Braised beef brisket, Oaxacan style

From Cook's Illustrated

Serves 8 - 10. Published March 1, 1995.

It is important to have a good quality, instant-read thermometer with a scale of 0 to 220 degrees. An accurate oven thermometer is useful as well. Basting with the braising liquid produces a rich, flavorful glaze. Warm tortillas and salsa make nice accompaniments.

Ingredients

1 tablespoon black peppercorns
2 teaspoons cumin seed
1 teaspoon coriander seeds
1 tablespoon chili powder
1 beef brisket (about 5 pounds), surface fat retained
3 tablespoons vegetable oil
3-5 cups low-sodium chicken broth
1 can diced tomatoes (28 ounces)
2 ounces dried chile peppers (preferably Pasilla), seeded

kosher salt
2 teaspoons dried thyme
2 teaspoons dried oregano
3 medium onions , quartered
1 head garlic , halved crosswise

fresh parsley leaves , for garnish

Instructions

  1. 1. Heat oven to 500 degrees. Crush spices or grind them coarsely; press them into brisket and set aside

  2. 2. Using two burners if necessary, heat oil in large, heavy roasting pan long and wide enough to hold brisket and at least 2 inches deep. Add brisket; cook over medium-high heat, turning once with tongs, until brown on both sides, about 10 minutes. Remove brisket and set aside. Add 1 cup broth, tomatoes and chiles; bring to boil, scraping bottom of pan with wooden spoon to loosen brown bits; reduce by half. Remove pan from heat. Season brisket lightly with thyme, oregano and salt, and return to roasting pan. Scatter onions and garlic around brisket.

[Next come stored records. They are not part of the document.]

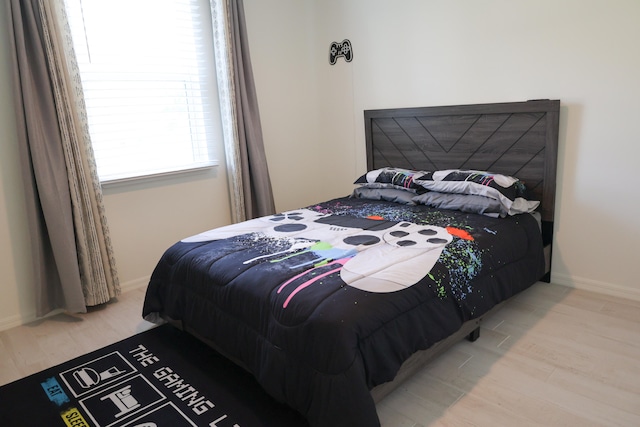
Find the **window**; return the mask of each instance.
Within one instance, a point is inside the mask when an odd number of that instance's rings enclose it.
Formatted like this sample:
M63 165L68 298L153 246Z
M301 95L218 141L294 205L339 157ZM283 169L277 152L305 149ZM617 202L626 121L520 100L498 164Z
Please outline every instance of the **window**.
M219 129L202 0L66 0L102 182L208 167Z

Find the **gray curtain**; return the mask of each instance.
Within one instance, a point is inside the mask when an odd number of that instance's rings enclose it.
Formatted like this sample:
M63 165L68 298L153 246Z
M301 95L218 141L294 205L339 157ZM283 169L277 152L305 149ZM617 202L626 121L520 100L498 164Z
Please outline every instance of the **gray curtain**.
M247 218L275 213L267 157L262 139L258 97L253 81L242 0L230 2L231 53L236 78L236 116Z
M36 315L120 293L63 3L9 0Z
M211 0L234 221L275 213L242 0Z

  3. 3. Put roasting pan in oven and cook, stirring vegetables occasionally to avoid burning, until thickest part of brisket reaches an internal temperature of around 130 degrees, about 20 minutes.

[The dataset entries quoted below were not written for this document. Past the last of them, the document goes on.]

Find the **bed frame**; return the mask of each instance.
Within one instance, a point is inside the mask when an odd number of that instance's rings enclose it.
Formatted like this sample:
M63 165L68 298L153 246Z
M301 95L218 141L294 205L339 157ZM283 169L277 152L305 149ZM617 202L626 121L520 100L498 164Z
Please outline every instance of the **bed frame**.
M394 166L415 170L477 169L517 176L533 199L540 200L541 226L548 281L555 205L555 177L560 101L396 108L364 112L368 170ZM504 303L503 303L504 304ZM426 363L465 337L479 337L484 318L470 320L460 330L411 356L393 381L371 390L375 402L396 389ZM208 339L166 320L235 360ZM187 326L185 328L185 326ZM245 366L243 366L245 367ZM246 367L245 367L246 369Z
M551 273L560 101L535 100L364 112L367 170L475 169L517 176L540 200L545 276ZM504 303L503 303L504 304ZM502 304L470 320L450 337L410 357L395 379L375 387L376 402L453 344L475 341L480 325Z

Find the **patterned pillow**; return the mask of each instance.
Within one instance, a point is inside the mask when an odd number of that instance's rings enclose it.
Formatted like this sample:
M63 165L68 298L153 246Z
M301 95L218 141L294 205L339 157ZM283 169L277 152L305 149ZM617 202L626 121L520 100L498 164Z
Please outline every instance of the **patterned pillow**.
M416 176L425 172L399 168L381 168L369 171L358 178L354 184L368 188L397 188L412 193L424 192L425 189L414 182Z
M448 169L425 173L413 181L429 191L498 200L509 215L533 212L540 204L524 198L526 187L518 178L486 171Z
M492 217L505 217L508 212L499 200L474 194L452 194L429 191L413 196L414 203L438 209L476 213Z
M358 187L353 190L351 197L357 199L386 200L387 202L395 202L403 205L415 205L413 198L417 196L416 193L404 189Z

  4. 4. Remove pan from oven; reduce oven temperature to 250 degrees. Do not return brisket to oven until temperature drops to 250 degrees. Add enough chicken broth to pan so that liquid comes about halfway up side of meat (2 to 4 more cups), baste brisket, and return to oven. Braise brisket, basting and turning every 1/2 hour or so, until meat just gives when pierced with meat thermometer and brisket’s internal temperature registers around 175 degrees, 1 1/2 to 2 1/2 hours.

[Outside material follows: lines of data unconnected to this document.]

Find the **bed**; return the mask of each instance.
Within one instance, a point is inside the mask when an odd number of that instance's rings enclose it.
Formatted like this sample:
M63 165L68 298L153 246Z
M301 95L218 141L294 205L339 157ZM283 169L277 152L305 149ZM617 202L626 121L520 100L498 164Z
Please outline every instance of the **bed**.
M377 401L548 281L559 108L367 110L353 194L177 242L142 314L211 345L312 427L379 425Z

  5. 5. Remove brisket from braising liquid and wrap in foil. Strain braising liquid into large mixing bowl. Reserve vegetables, squeezing garlic cloves from heads. Transfer braising liquid to tall, narrow container, and let stand until fat rises. Skim and discard fat. Puree vegetables, including garlic, with 1/2 cup braising liquid in food processor or blender. Add pureed vegetables and braising liquid to a sauté pan and simmer until reduced to thin sauce consistency.

  6. 6. Meanwhile, cut brisket across the grain into thin slices (about 1/8-inch thick). Arrange slices of meat on warm plates; generously ladle sauce over meat. Garnish with parsley, and serve immediately.